4. Does it preserve node lifecycle monotonicity (alive → retired → dead)?
5. Are VarHandle access modes correct for the fields touched?
6. If it touches callback invocation points, are they at the documented positions?
ONLY report issues that are NOT explained by design-decisions.md. If a pattern
looks wrong but is documented as intentional, skip it.
Output findings as a JSON array:
[{"location": "file:line", "issue": "description", "severity": "critical|high|medium|low", "design_ref": "which invariant is violated"}]
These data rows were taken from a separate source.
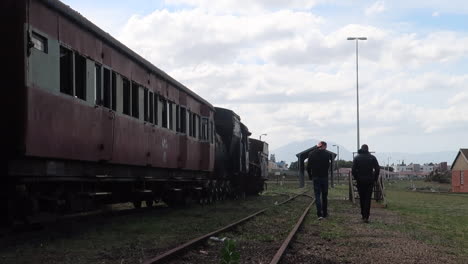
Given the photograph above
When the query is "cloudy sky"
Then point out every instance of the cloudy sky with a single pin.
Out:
(286, 67)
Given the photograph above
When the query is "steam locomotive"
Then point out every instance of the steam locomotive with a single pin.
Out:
(88, 121)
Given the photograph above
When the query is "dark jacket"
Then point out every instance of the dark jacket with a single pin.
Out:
(365, 167)
(318, 164)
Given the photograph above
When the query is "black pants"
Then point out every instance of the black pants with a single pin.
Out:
(321, 194)
(365, 188)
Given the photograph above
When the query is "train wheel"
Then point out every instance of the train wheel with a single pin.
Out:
(137, 204)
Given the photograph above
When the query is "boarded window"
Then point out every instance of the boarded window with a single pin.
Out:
(107, 88)
(66, 71)
(80, 76)
(39, 42)
(135, 100)
(189, 114)
(114, 91)
(164, 112)
(204, 129)
(199, 127)
(151, 108)
(145, 105)
(177, 118)
(156, 109)
(98, 84)
(183, 120)
(171, 116)
(126, 96)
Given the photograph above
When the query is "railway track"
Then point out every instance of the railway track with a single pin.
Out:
(183, 248)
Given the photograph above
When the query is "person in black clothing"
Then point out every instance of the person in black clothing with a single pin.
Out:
(318, 164)
(366, 172)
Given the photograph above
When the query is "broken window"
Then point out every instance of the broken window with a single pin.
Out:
(107, 88)
(126, 96)
(39, 42)
(66, 71)
(114, 91)
(98, 85)
(80, 76)
(151, 108)
(135, 100)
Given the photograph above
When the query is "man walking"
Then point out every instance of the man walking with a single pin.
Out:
(366, 171)
(318, 164)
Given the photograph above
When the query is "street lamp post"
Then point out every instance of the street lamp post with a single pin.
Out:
(337, 163)
(357, 83)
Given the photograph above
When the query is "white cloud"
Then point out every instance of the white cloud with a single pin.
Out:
(376, 8)
(287, 76)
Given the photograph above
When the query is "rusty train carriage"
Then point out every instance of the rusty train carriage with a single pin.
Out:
(82, 107)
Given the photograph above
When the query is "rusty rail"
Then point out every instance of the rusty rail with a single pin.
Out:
(282, 249)
(181, 248)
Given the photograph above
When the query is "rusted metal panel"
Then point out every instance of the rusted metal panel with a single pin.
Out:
(64, 127)
(42, 18)
(139, 75)
(13, 106)
(121, 64)
(107, 55)
(129, 141)
(79, 40)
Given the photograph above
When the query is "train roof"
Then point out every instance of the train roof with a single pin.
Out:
(82, 21)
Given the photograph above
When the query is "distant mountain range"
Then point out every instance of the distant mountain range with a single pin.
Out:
(289, 151)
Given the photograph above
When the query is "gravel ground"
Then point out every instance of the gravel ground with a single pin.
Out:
(257, 240)
(344, 238)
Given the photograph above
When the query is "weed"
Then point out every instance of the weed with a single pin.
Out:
(229, 255)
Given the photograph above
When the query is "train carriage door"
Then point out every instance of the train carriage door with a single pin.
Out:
(107, 115)
(181, 126)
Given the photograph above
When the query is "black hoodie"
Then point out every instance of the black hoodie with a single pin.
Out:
(365, 166)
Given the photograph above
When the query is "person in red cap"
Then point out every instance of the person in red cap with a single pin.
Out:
(318, 164)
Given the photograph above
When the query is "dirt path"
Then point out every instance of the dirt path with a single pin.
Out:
(344, 238)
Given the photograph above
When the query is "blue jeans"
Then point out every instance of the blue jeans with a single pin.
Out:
(321, 194)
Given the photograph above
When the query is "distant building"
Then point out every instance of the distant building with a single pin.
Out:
(459, 171)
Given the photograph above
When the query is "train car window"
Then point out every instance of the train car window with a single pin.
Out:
(171, 116)
(183, 120)
(126, 96)
(39, 42)
(199, 127)
(66, 71)
(145, 105)
(156, 109)
(135, 101)
(204, 128)
(190, 123)
(164, 112)
(177, 118)
(98, 84)
(80, 76)
(114, 91)
(211, 132)
(151, 108)
(107, 88)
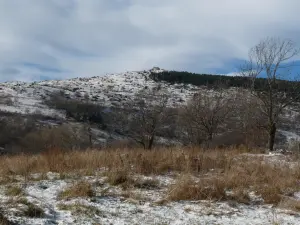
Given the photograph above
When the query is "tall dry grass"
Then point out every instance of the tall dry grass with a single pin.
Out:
(218, 172)
(157, 161)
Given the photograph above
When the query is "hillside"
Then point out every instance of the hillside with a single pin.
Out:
(114, 91)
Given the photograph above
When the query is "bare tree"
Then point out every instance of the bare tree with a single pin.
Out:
(206, 114)
(144, 116)
(271, 58)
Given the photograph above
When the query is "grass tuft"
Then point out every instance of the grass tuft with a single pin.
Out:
(80, 189)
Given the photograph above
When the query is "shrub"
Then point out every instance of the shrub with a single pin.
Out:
(80, 189)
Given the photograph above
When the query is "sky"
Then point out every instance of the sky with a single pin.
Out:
(60, 39)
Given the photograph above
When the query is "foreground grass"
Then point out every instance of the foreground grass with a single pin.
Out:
(211, 174)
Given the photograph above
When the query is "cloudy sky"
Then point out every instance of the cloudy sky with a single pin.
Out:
(57, 39)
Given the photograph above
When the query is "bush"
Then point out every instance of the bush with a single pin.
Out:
(76, 109)
(64, 137)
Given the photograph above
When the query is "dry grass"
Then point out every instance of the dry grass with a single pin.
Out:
(80, 189)
(14, 190)
(119, 177)
(219, 172)
(289, 203)
(237, 181)
(157, 161)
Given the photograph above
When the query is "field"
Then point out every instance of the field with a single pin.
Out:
(161, 186)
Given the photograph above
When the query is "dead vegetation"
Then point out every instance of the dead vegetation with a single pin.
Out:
(215, 174)
(80, 189)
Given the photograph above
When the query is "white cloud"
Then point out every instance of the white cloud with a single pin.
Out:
(92, 37)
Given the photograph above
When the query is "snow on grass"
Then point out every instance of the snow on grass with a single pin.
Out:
(113, 208)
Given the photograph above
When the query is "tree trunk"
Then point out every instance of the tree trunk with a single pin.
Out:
(150, 143)
(272, 132)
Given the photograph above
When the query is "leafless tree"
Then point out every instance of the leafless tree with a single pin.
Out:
(144, 116)
(271, 58)
(206, 114)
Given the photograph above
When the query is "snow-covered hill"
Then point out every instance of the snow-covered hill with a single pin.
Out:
(107, 90)
(111, 89)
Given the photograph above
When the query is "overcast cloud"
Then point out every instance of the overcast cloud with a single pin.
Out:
(57, 39)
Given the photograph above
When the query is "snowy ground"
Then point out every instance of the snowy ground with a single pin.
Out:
(140, 206)
(110, 89)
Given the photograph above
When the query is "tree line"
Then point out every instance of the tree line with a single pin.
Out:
(215, 116)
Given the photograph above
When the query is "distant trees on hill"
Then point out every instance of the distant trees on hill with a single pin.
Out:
(211, 81)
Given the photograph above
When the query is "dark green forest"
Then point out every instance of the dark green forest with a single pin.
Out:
(214, 81)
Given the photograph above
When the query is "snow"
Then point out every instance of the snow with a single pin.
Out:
(112, 208)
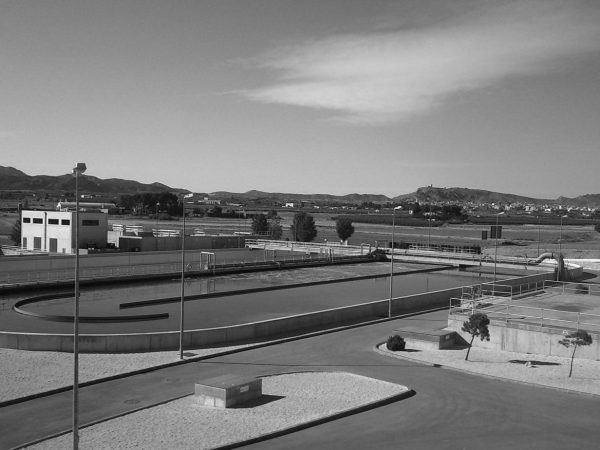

Return [] if no issues found.
THE DIFF:
<diff content>
Layer 3: Regression Pattern Matcher
Spawn a subagent WITH project read access. It reads historical bug patterns.
Prompt:
You are checking whether a code change resembles historical bug patterns in
the Caffeine cache. Read these first:
- .claude/docs/design-decisions.md (the "References" section about keyReference visibility)
Then check the diff against these known bug patterns:
1. REFRESH + EXPIRATION RACE: Does the change touch refresh or expiration paths?
Could it allow a dead key to be passed to a loader, or a refresh to prevent
expiration indefinitely?
2. VALUE REFERENCE VISIBILITY: Does the change modify how weak/soft values are
published? Is setRelease + storeStoreFence used (not just setRelease)?
3. ASYNC COMPLETION RACE: Does the change touch async value handling? Could a
future complete between a check and an action?
4. WRITE BUFFER TASK LOSS: Does the change modify afterWrite or task creation?
Could a task be lost without the inline fallback firing?
5. NOTIFICATION ORDERING: Does the change move notifyEviction or notifyRemoval
relative to user code? notifyEviction MUST be before user code.
6. WEIGHT ACCOUNTING: Does the change modify weight tracking? Does it preserve
the telescoping sum property?
7. BUILD CACHE RELOCATABILITY: Does the change add inputs.files() without
.withPathSensitivity(PathSensitivity.RELATIVE)?
For each match, explain which historical bug it resembles and why.
Output findings as a JSON array:
[{"location": "file:line", "issue": "description", "severity": "critical|high|medium|low", "historical_bug": "issue number or description of the original bug"}]
Return [] if no patterns match.
THE DIFF:
<diff content>
Step 3: Large diff handling
If the diff exceeds ~3000 lines, warn and offer to chunk by file group.
If chunked, run steps 2-5 per chunk and consolidate at the end.
Step 4: Triage
Collect findings from all three layers. Then:
-
Deduplicate: If two layers report the same issue, merge them. Keep the
most specific location and combine evidence. Note which layers agreed
(agreement = higher confidence).
-
Filter design-explained findings: If Layer 1 (blind) reports something
that Layer 2 (design-aware) explicitly identifies as intentional, drop it
and note it was filtered.
-
Classify each surviving finding:
- patch — real issue, fixable in this change
- defer — real issue but pre-existing, not introduced by this change
- reject — noise, false positive, or handled elsewhere
-
Track rejections: Count rejected findings and note any where agents
disagreed (blind flagged, design-aware cleared). These are worth mentioning
to show review thoroughness.
-
Rank patches by: critical > high > medium > low, then by layer agreement count.
Step 5: Report
Present findings grouped by classification:
══════════════════════════════════════════════════════════
REVIEW: [N] findings ([M] patch, [K] defer, [J] rejected)
══════════════════════════════════════════════════════════
## Patch (actionable in this change)
#1 [critical] [blind+design] file:line — description
Source: blind + design (2 layers agree)
Evidence: ...
Historical: ... (if regression match)
## Defer (pre-existing, not from this change)
...
## Rejected ([J] findings classified as noise)
Notable rejections where agents disagreed:
- [description] (blind: flagged; design-aware: verified correct) — [reason]
- ...
## Filtered (explained by design docs)
- [N] findings from blind review explained by design-decisions.md
══════════════════════════════════════════════════════════
If zero findings survive triage, state how many were raised and rejected,
rather than just saying "clean review." Show the work.